The FDA has granted an accelerated approval to ibrutinib (Imbruvica) as a treatment for patients with chronic lymphocytic leukemia
Richard Pazdur, MD
The FDA has granted an accelerated approval to ibrutinib (Imbruvica) as a treatment for patients with chronic lymphocytic leukemia (CLL) who have received at least one previous therapy. Ibrutinib was initially approved as a treatment for patients with mantle cell lymphoma (MCL) in November 2013. The new indication is based on a single-arm clinical trial demonstrating a durable improvement in overall response rates (ORR).
“Today’s approval provides an important new treatment option for CLL patients whose cancer has progressed despite having undergone previous therapy,” said Richard Pazdur, MD, director of the Office of Hematology and Oncology Products in the FDA’s Center for Drug Evaluation and Research. “The FDA completed its review of Imbruvica’s new indication under the agency’s accelerated approval process, which played a vital role in rapidly making this new therapy available to those who need it most.”
For the approval, the FDA focused specifically on 48 patients in the phase Ib/II PCYC-1102-CA study who received single-agent ibrutinib at 420 mg daily. In these select patients, at a median 15.6-month follow-up, the ORR was 58.3% (all partial responses) with duration of response of up to 24.2 months. The approval did not consider 34 patients enrolled in the trial who received daily ibrutinib at 840 mg; nor did it consider 3 patients with small lymphocytic lymphoma (SLL) who received the 420 mg dose, due to small sample size.
In this analysis, patients had received a median of 4 prior therapies and had a median age of 67 years. An independent review committee assessed this analysis. At this point, 85.4% of patients in the trial remained alive without progressive disease.

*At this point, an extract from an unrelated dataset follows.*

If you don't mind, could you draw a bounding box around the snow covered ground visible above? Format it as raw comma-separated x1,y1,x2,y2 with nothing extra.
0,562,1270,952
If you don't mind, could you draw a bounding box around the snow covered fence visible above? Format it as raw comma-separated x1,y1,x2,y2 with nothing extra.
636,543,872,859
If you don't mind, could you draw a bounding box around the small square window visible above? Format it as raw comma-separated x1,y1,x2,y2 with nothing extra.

The most commonly occurring adverse reactions for patients with CLL in the PCYC-1102-CA trial were thrombocytopenia (71%), diarrhea (63%), bruising (54%), neutropenia (54%), anemia (44%), and upper respiratory tract infection (48%). The most common grade 3/4 non-hematological adverse reactions were pneumonia (8%), hypertension (8%), atrial fibrillation (6.3%), and sinusitis (6%). Additionally, ibrutinib-related grade 3/4 cytopenias were reported in 35% of patients. Altogether, 5 patients in the trial discontinued treatment due to adverse reactions.
"Rarely does a drug come along with so much potential to help CLL patients," said John C. Byrd, MD, the director of the Division of Hematology at the The Ohio State University Comprehensive Cancer Center and lead investigator of the PCYC-1102 trial. "I have been impressed with the promising and durable response rates we have seen in patients. It is particularly gratifying to see the difference that Imbruvica has made for patients in the clinical trials."
Ibrutinib is jointly developed and commercialized by Pharmacyclics and Janssen Biotech, Inc. It is being explored as monotherapy in untreated patients with CLL and SLL in several settings. Additionally, the agent is under investigation in combinations with bendamustine and rituximab for patients with relapsed or refractory CLL.